Numbers in the plots denote row numbers of conspicuous cases. If a number is seen in several or all of the plots, you should probably look at the observation more carefully.
Here are the results:
anova(GLM, test="Chisq")
## Analysis of Deviance Table
##
## Model: binomial, link: logit
##
## Response: response.matrix
##
## Terms added sequentially (first to last)
##
##
## Df Deviance Resid. Df Resid. Dev Pr(>Chi)
## NULL 621 10375.1
## genre 8 7148.1 613 3227.1 < 2.2e-16 ***
## lang 1 25.8 612 3201.3 3.869e-07 ***
## ---
## Signif. codes: 0 '***' 0.001 '**' 0.01 '*' 0.05 '.' 0.1 ' ' 1
summary(GLM)
##
## Call:
## glm(formula = response.matrix ~ genre + lang, family = "binomial",
## data = Passives)
##
## Deviance Residuals:
## Min 1Q Median 3Q Max
## -6.5829 -1.5141 -0.1767 1.4590 7.9327
##
## Coefficients:
## Estimate Std.
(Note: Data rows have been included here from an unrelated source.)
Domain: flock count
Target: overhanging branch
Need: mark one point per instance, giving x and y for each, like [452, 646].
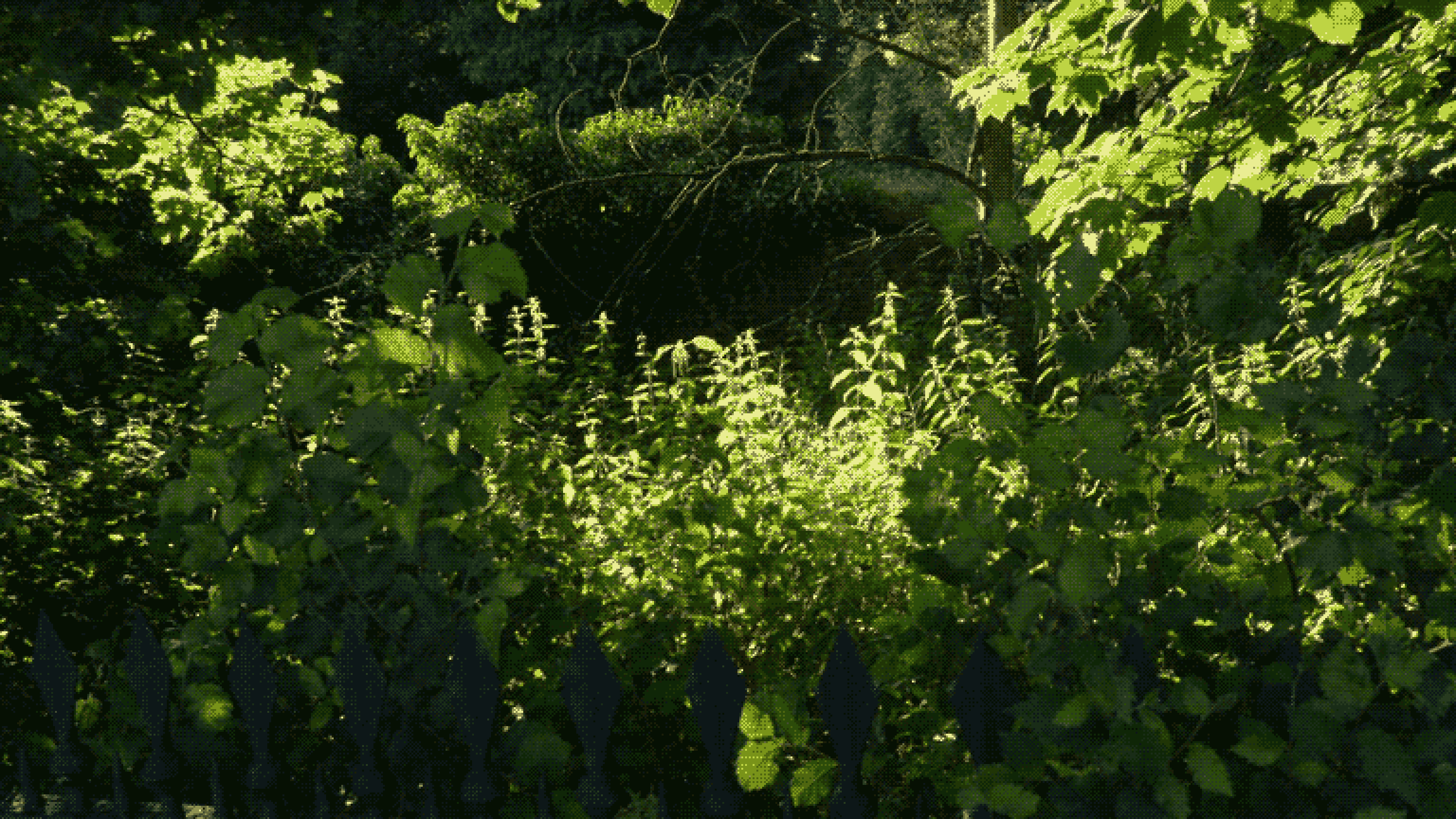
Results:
[826, 156]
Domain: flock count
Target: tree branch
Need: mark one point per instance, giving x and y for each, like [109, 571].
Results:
[826, 156]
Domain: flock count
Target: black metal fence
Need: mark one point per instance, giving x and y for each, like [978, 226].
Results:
[848, 700]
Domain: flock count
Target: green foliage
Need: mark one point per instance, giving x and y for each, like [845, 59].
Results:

Error z value Pr(>|z|)
## (Intercept) -1.21499 0.02856 -42.546 < 2e-16 ***
## genrepress editorial -0.03719 0.04254 -0.874 0.382
## genreskills / hobbies 0.28501 0.03774 7.553 4.27e-14 ***
## genremiscellaneous 0.76378 0.04109 18.588 < 2e-16 ***
## genrelearned 0.79348 0.03216 24.669 < 2e-16 ***
## genregeneral fiction -1.12015 0.04703 -23.818 < 2e-16 ***
## genrescience fiction -1.03812 0.08388 -12.376 < 2e-16 ***
## genreadventure -1.50126 0.04988 -30.097 < 2e-16 ***
## genreromance -1.40082 0.04915 -28.499 < 2e-16 ***
## langBrE 0.10406 0.02051 5.073 3.91e-07 ***
## ---
## Signif. codes: 0 '***' 0.001 '**' 0.01 '*' 0.05 '.' 0.1 ' ' 1
##
## (Dispersion parameter for binomial family taken to be 1)
##
## Null deviance: 10375.1 on 621 degrees of freedom
## Residual deviance: 3201.3 on 612 degrees of freedom
## AIC: 5985.4
##
## Number of Fisher Scoring iterations: 4
Confidence intervals for the effect size:
confint(GLM)
## Waiting for profiling to be done...
## 2.5 % 97.5 %
## (Intercept) -1.27118004 -1.15923175
## genrepress editorial -0.12072090 0.04604523
## genreskills / hobbies 0.21105060 0.35898160
## genremiscellaneous 0.68326189 0.84433697
## genrelearned 0.73057914 0.85666712
## genregeneral fiction -1.21281823 -1.02844049
## genrescience fiction -1.20553672 -0.87653641
## genreadventure -1.59970620 -1.40414736
## genreromance -1.49778429 -1.30507676
## langBrE 0.06386251 0.14426712
Graphical representation of the effect size:
plot(Effect("genre", GLM), rotx=30, ylim=c(-3,0))
plot(Effect("lang", GLM), rotx=30, ylim=c(-3,0))
Interaction terms:
eff <- Effect(c("genre", "lang"), GLM)
print(eff)
##
## genre*lang effect
## lang
## genre AmE BrE
## press reportage 0.22881901 0.24769657
## press editorial 0.22232344 0.24083247
## skills / hobbies 0.28292756 0.30450645
## miscellaneous 0.38907278 0.41407252
## learned 0.39615591 0.42129692
## general fiction 0.08825391 0.09699339
## science fiction 0.09508157 0.10441974
## adventure 0.06202098 0.06835747
## romance 0.06812797 0.07503848
plot(eff, multiline=TRUE, rotx=30, ci.style="bars")
Q: Compare LM and GLM using the residual sum of squares and graphical diagnostics!